Il divieto per le donne di indossare l’hijab affonda le sue origini nelle riforme attuate negli anni Venti da Kemal Atatürk, che nel tentativo di occidentalizzare i cittadini turchi impose alcune restrizioni sul vestiario maschile, vietando prima di tutto l’uso di alcuni particolari copricapo come il fez. Atatürk a suo tempo scelse però di non proibire alle donne di indossare il velo, lasciando che fossero loro a decidere cosa fare e auspicando un abbandono volontario dell’hijab e un avvicinamento ai valori laici e occidentali che lui stesso propugnava. Regole più stringenti sull’uso del velo furono invece introdotte a partire dagli anni Settanta ed in particolare a seguito del colpo di Stato del 1980 e del 1997, anno in cui i militari misero fine al governo filo-islamico di Necmettin Erbakan, mentore di Erdogan e considerato un pericolo per la laicità della Turchia. Le forze armate turche sono da sempre le maggiori protettrici dell’impianto kemalista – quindi laico – dello Stato e diversi militari si sono opposti fino all’ultimo all’abolizione del divieto di indossare il velo.

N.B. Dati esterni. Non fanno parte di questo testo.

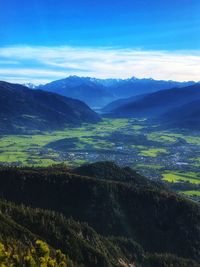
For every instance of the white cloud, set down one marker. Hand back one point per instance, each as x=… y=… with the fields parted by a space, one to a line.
x=42 y=64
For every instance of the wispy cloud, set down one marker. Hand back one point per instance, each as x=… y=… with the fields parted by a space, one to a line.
x=42 y=64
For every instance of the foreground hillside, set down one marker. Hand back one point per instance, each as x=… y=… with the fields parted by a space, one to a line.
x=123 y=218
x=23 y=110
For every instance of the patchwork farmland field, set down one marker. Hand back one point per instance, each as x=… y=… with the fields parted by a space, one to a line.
x=160 y=155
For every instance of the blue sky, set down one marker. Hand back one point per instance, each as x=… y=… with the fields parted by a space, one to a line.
x=144 y=38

Ad eliminare questa limitazione è stato proprio il governo guidato da Erdogan che, con il sostegno del partito nazionalista Mhp, ha potuto emendare nel 2008 il divieto costituzionale che proibiva alle donne di indossare l’hijab in determinati contesti pubblici. Si è trattato però di un percorso graduale, che ha visto prima la caduta del divieto nelle scuole e nelle università e solo nel 2017 anche all’interno dei corpi di polizia e dell’esercito.

Società e politica
In Turchia il velo rappresenta da sempre un elemento di distinzione della componente religiosa da quella laica e il divieto di indossarlo all’interno dell’università così come nello svolgimento di determinati incarichi pubblici ha accentuato la frattura tra le diverse anime della società. Oltre ad aver escluso per lungo tempo le donne maggiormente religiose dalla vita accademica e dai lavori statali.

Il tema è però servito ad Erdogan per guadagnare consensi tra l’elettorato conservatore e religioso, stanco di questa situazione di emarginazione sociale a cui è stato a lungo condannato e desideroso di tornare a contare anche nella vita pubblica del paese. Non è quindi un caso che la base elettorale dell’Akp sia formata in maggioranza da quella neo borghesia musulmana fatta da imprenditori conservatoria nei costumi, ma liberali in economia e a cui Erdogan ha saputo garantire un posto nella costruzione della sua Turchia.

Ma la questione del velo ha anche permesso al presidente di presentarsi come difensore della comunità musulmana all’estero. Erdogan ha più volte criticato i paesi dell’Ue per le leggi restrittive sull’uso del velo in pubblico, accusandoli di discriminazione contro le donne musulmane e di islamofobia.